Friday, March 9, 2012

Design Quality Measures

Industrial experiments have 2 fundamental goals:

1. Fundamental understanding

2. Predictive ability

Several design quality measures can help you judge how well a design can help you achieve these goals -- before you collect any data!

Design Measures Graphic

First let's look at quality measures that help us judge the ability of an experiment design to extract information about effects -- fundamental understanding.

VIFs: VIFs are Variance Inflation Factors. They tell you how "clean" the estimate of an effect is. A VIF of 1 indicates that the effect is free from any contamination from other effects.

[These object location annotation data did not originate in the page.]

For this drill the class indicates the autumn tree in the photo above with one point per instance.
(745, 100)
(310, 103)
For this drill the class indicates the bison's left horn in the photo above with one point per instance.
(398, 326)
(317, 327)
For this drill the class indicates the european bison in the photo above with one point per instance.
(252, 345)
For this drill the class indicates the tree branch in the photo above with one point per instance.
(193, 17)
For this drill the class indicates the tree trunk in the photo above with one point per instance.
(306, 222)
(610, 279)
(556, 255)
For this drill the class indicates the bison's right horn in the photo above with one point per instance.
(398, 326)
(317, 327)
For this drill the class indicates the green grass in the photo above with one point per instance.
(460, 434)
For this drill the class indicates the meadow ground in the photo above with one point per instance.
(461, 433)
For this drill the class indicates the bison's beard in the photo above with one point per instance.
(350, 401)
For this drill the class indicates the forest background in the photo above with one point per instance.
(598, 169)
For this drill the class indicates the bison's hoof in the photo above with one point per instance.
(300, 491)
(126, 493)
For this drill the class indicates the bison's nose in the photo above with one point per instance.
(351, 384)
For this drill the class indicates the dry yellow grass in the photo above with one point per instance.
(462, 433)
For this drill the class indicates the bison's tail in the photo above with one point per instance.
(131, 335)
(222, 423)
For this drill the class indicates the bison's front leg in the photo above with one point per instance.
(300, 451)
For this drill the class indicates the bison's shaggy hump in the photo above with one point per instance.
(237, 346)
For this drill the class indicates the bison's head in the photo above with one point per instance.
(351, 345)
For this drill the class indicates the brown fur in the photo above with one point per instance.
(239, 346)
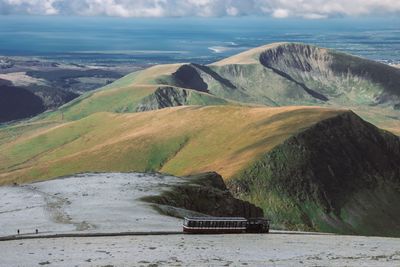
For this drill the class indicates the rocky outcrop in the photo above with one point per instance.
(329, 75)
(18, 103)
(164, 97)
(206, 194)
(329, 178)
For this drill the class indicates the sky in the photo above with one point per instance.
(280, 9)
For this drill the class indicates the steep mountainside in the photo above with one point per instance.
(206, 194)
(341, 174)
(18, 103)
(181, 141)
(309, 167)
(281, 74)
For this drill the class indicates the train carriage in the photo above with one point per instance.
(224, 225)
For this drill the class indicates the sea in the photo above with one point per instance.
(110, 40)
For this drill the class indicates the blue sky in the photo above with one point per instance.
(280, 9)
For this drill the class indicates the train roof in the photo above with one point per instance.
(216, 218)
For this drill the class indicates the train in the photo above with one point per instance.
(225, 225)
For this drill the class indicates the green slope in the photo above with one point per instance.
(181, 141)
(340, 175)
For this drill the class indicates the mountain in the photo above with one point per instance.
(281, 74)
(13, 98)
(340, 175)
(288, 126)
(179, 140)
(50, 83)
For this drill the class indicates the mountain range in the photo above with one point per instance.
(292, 128)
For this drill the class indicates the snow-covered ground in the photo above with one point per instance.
(204, 250)
(86, 203)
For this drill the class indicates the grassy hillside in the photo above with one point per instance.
(175, 140)
(340, 175)
(281, 74)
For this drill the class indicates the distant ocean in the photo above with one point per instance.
(201, 40)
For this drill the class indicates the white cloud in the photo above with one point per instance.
(309, 9)
(280, 13)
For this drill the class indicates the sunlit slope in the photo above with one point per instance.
(280, 74)
(139, 91)
(180, 141)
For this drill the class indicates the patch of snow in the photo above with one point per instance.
(204, 250)
(108, 202)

A design with all VIFs equal to 1 is ideal. VIFs larger than 1 indicate some level of contamination from other effects. VIFs larger than 5 generally indicate such a high level of contamination that the design will not separate effects well enough to learn anything about them. The model may still predict well -- you just won't be able to rank the effects.

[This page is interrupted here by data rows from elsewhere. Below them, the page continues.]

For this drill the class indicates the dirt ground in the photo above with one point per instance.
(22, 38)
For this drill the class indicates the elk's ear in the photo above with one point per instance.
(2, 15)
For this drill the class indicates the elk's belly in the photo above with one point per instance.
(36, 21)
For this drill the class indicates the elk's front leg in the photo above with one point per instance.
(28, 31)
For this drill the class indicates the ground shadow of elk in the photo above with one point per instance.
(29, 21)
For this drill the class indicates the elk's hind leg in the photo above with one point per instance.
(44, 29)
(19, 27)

Correlation Matrix: The correlation matrix also measures how "clean" effect estimates will be. The correlation matrix is more detailed in identifying the source of the contamination. A perfect correlation matrix has all ones on the main diagonal and zeroes everywhere else. This means each effect is correlated perfectly with itself and not at all correlated with anything else. Any off diagonal elements that are not zero indicate some level of correlation between 2 effects -- contamination. Most experts advise keeping off diagonal elements between -0.95 and 0.95. Once again, a design with a poor correlation matrix may allow you to fit a model that predicts well, but you won't be able to rank the effects.

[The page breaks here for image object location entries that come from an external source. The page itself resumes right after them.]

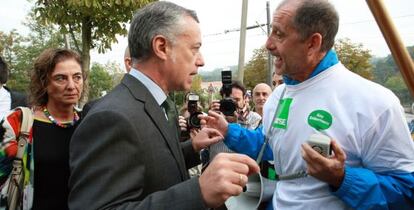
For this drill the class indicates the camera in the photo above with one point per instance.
(227, 105)
(320, 143)
(192, 107)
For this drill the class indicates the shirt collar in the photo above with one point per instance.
(152, 87)
(329, 60)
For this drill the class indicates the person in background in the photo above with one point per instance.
(8, 99)
(372, 160)
(276, 80)
(126, 153)
(260, 94)
(242, 116)
(56, 86)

Relative Variance of Coefficients: The power for identifying various coefficients should as high as possible to rank the effects accurately. Try to keep the power over 0.8. As before, a model built from a design with low power for the relative variance of the coefficients could still predict well.

Next time let's look at design quality measures that tell us about predictive ability.

Wednesday, February 1, 2012

What Does R^2 Really Tell Us?

R^2 (R-squared) is the "Coefficient of Determination." Many of you have heard of this and even rely on it.

But what does R^2 really tell us?

models
derivee.cours-de-math.eu

R^2 is a number that varies from 0 to 1. Zero means there is no correlation at all between your factors and your response -- it's all noise. One means you have a perfect correlation between your factors and your response -- no noise at all. Anything in between indicates a combination of correlation and noise.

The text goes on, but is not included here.